Tuesday, March 24th, 2009

When the MP3 revolution came, I was skeptical about it at first. I was like, no I don’t really want to have all my music on a hard drive. What if the hard drive ceases to function? Then I lose all my music. This actually happened to me and I lost a lot of music I was not able to get back. Now this was before iTunes, before anything was available to be purchased on mp3. So what was done? You either bought the CD and then ripped the music to mp3s on your computer, or you just straight up pirated the music from Napster or anything else that was around at the time (Most of them obsolete now). I was somewhere between the two. I bought a lot of CD’s, but then I also downloaded a lot of music as well. Then a year later I lost all my MP3s in a hard disk crash. I was able to replace only the songs that I had on CD. From that point on, any music I really liked, I bought it on CD. Hard copy. Something that is permanent.

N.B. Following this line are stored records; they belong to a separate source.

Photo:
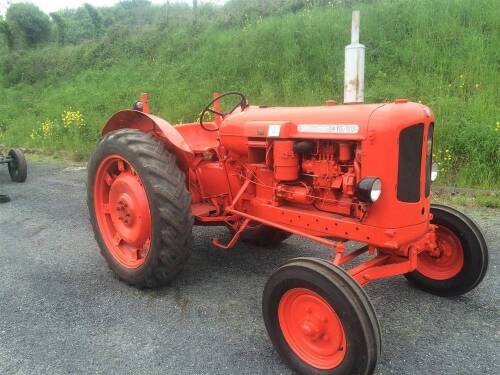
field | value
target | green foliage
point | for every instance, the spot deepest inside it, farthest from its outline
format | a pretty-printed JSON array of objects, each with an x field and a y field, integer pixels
[
  {"x": 60, "y": 26},
  {"x": 28, "y": 24},
  {"x": 442, "y": 53}
]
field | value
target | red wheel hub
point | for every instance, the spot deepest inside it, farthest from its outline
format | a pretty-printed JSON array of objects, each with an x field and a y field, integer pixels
[
  {"x": 447, "y": 261},
  {"x": 122, "y": 211},
  {"x": 312, "y": 328}
]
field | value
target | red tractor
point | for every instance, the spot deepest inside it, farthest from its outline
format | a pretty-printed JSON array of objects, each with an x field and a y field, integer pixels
[{"x": 330, "y": 173}]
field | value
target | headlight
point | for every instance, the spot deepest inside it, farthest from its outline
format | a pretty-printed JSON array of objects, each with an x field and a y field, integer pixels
[
  {"x": 369, "y": 189},
  {"x": 434, "y": 172}
]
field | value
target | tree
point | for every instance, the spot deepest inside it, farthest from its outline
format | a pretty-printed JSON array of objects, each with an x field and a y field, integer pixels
[
  {"x": 95, "y": 18},
  {"x": 5, "y": 30},
  {"x": 60, "y": 27},
  {"x": 195, "y": 12},
  {"x": 28, "y": 23}
]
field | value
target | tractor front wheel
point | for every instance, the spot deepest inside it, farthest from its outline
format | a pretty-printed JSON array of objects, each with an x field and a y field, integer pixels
[
  {"x": 139, "y": 208},
  {"x": 320, "y": 320},
  {"x": 462, "y": 260}
]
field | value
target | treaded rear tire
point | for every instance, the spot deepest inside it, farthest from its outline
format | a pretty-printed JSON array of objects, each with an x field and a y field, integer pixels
[{"x": 169, "y": 204}]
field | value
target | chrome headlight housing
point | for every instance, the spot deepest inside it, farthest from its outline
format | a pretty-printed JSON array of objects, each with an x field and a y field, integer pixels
[
  {"x": 369, "y": 189},
  {"x": 434, "y": 171}
]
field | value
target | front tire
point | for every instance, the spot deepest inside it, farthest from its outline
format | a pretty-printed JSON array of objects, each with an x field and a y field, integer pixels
[
  {"x": 139, "y": 208},
  {"x": 18, "y": 167},
  {"x": 320, "y": 320},
  {"x": 463, "y": 259}
]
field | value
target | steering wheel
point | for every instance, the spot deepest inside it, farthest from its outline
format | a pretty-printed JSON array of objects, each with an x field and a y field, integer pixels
[{"x": 243, "y": 103}]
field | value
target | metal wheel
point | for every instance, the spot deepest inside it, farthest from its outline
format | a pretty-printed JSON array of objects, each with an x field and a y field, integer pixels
[
  {"x": 320, "y": 320},
  {"x": 122, "y": 211},
  {"x": 462, "y": 258}
]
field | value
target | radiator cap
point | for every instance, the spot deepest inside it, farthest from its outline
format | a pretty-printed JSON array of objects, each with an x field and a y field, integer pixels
[{"x": 401, "y": 101}]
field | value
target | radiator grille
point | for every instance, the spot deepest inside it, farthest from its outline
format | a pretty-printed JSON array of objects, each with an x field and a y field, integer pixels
[{"x": 409, "y": 163}]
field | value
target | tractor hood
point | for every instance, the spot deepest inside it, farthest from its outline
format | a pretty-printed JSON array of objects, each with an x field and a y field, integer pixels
[{"x": 326, "y": 122}]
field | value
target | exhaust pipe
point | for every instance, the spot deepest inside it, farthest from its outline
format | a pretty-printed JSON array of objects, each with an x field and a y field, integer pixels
[{"x": 354, "y": 70}]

There is a lesson to be learned here. Now, if I lose all my music, I can just re-rip all of my CDs to AAC (the successor of MP3, fact, not Apple propaganda), and since I’ve bought a lot of music off of iTunes, I can redownload the songs I’ve lost, at no cost. Wait a minute. I have to download them, from who? From Apple. What if I no longer have an Internet connection? What if Apple goes out of business? What if the MafiAA forces Apple to shut iTunes down? That last one no where near as far-fetched as it sounds and actually has come REALLY close to happening. If any of those things happen, you cannot retrieve your music. Worse though, it is not music you downloaded for free, it is music you paid good money for.

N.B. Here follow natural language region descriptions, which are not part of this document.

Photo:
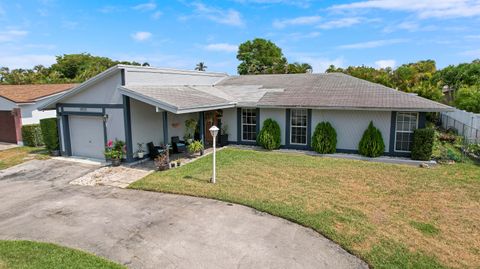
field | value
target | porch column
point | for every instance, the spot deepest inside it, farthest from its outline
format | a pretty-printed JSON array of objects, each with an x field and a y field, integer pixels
[
  {"x": 165, "y": 127},
  {"x": 202, "y": 126},
  {"x": 128, "y": 127}
]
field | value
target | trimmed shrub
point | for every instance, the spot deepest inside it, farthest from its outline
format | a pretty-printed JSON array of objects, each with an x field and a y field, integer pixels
[
  {"x": 371, "y": 144},
  {"x": 324, "y": 139},
  {"x": 270, "y": 135},
  {"x": 50, "y": 133},
  {"x": 422, "y": 147},
  {"x": 32, "y": 135}
]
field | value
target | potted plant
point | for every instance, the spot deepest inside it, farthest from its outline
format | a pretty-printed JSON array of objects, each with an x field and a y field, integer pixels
[
  {"x": 195, "y": 147},
  {"x": 223, "y": 138},
  {"x": 190, "y": 126},
  {"x": 115, "y": 151},
  {"x": 140, "y": 150}
]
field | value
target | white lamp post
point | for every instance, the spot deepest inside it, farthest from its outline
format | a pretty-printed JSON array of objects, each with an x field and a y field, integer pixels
[{"x": 214, "y": 131}]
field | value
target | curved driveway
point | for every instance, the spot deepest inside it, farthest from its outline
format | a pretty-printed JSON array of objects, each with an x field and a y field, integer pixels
[{"x": 153, "y": 230}]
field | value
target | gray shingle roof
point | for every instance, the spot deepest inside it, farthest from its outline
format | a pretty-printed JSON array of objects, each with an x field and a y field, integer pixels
[
  {"x": 331, "y": 90},
  {"x": 176, "y": 98}
]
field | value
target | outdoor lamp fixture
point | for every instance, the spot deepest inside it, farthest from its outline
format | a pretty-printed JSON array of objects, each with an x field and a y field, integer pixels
[{"x": 214, "y": 132}]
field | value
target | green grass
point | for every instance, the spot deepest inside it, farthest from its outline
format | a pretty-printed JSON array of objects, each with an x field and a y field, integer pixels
[
  {"x": 380, "y": 212},
  {"x": 14, "y": 156},
  {"x": 36, "y": 255}
]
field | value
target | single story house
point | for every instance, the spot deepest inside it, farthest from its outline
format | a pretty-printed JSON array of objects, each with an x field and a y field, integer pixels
[
  {"x": 19, "y": 106},
  {"x": 145, "y": 104}
]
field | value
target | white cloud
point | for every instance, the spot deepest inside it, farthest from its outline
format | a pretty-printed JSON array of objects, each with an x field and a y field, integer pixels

So what’s the solution? You could burn the music you bought from iTunes to a CD-R, right? Well, CD-Rs aren’t like pressed CDs where the digital information is etched into metal. The data is imprinted on a film of dye on the back of the CD-R. This is significantly less permanent than a CD, and it has been proven that CD-Rs will not stand the test of time. It is even questionable if pressed CDs and DVDs will.